Mike Oldfield has been a major influence in your music, how did this come about?

“As a child of about 6, My first ever cassette for my portable cassette recorder was Mike Oldfield’s Orchestral Tubular Bells. It was given as a present by my mother who thought that the style of music Mike made was something I would enjoy – my mother was right.”

“At the time I had been gifted a small Casio keyboard that I could easily recite parts of Tubular Bells to myself, that gave me the feel for his music up until this day. Unfortunately I struggled learning to read music at school and that has been a significant drawback as everything I have learned is by ear alone, which is okay but it has its limits.”

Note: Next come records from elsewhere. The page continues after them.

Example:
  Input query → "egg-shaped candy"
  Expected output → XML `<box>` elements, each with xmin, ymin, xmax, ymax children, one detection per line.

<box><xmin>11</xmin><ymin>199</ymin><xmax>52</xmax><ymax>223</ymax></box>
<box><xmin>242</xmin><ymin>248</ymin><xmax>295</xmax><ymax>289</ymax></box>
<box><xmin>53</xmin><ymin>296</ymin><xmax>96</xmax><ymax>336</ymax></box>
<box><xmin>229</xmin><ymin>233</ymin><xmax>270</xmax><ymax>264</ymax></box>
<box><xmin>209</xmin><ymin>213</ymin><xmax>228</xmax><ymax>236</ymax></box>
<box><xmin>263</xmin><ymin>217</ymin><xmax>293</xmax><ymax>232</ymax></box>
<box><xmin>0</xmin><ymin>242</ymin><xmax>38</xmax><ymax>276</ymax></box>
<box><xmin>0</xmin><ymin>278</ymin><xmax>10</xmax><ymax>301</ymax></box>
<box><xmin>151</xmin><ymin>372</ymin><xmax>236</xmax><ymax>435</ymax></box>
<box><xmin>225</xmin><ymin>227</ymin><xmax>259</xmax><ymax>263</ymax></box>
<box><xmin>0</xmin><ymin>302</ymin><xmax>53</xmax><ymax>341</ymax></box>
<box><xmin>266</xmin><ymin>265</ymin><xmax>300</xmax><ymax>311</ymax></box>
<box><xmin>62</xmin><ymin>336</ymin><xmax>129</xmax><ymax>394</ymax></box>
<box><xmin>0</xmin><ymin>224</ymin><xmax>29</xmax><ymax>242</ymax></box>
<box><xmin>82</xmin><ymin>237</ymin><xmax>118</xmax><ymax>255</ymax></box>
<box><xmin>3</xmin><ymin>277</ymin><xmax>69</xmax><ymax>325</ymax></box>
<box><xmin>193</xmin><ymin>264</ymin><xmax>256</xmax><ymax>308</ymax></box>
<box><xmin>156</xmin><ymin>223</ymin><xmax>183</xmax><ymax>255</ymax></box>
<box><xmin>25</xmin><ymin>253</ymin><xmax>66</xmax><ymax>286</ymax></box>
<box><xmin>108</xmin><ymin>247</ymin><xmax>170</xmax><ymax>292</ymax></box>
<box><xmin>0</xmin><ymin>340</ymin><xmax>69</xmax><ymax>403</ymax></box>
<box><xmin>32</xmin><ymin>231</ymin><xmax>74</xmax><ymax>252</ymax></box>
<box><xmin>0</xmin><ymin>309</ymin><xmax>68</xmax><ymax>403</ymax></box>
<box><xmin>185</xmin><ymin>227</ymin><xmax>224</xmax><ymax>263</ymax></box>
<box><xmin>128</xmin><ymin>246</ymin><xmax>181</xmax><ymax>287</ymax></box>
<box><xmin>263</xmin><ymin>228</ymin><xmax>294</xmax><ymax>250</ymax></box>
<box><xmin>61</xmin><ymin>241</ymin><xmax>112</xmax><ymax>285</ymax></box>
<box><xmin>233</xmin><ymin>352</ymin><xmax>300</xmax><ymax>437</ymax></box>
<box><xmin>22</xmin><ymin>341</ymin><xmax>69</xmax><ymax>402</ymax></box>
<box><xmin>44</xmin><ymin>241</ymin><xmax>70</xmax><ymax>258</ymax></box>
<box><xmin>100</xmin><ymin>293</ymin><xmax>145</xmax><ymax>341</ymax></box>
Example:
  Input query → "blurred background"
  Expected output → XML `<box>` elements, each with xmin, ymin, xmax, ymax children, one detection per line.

Do you work with other musicians?

“No, not really. I don’t work directly with other musicians, as my creative moments are fast and fleeting, I also like to have total control over everything in the music. I usually sit down and play something and then develop it continually, ideas that spawn from the process. I usually don’t have ideas before I write the music, nor do I plan any of the outcome… it all kind of happens and fits together – it amazes me sometimes, there are times I listen back to a track I made a while ago and genuinely don’t recall how it happened. Regarding working with other musicians- I have spent numerous hours coaching and helping my musician friends who have also been very valuable by giving me creative feedback on my material, helping me improve.”

Have you ever thought of making a full-career out of music?


“Yes, but it terrifies me. I’ve always thought of my music as a way of relaxing and something to stimulate my mind. I doubt I would opt to make music for a living as I know that under pressure of contracts my creativity is badly affected, I’ve had experience before when ones makes their favorite hobby their work, eventually it’s no longer fun to do and it kills it, but I will continue to make music, for as long as I am able to.”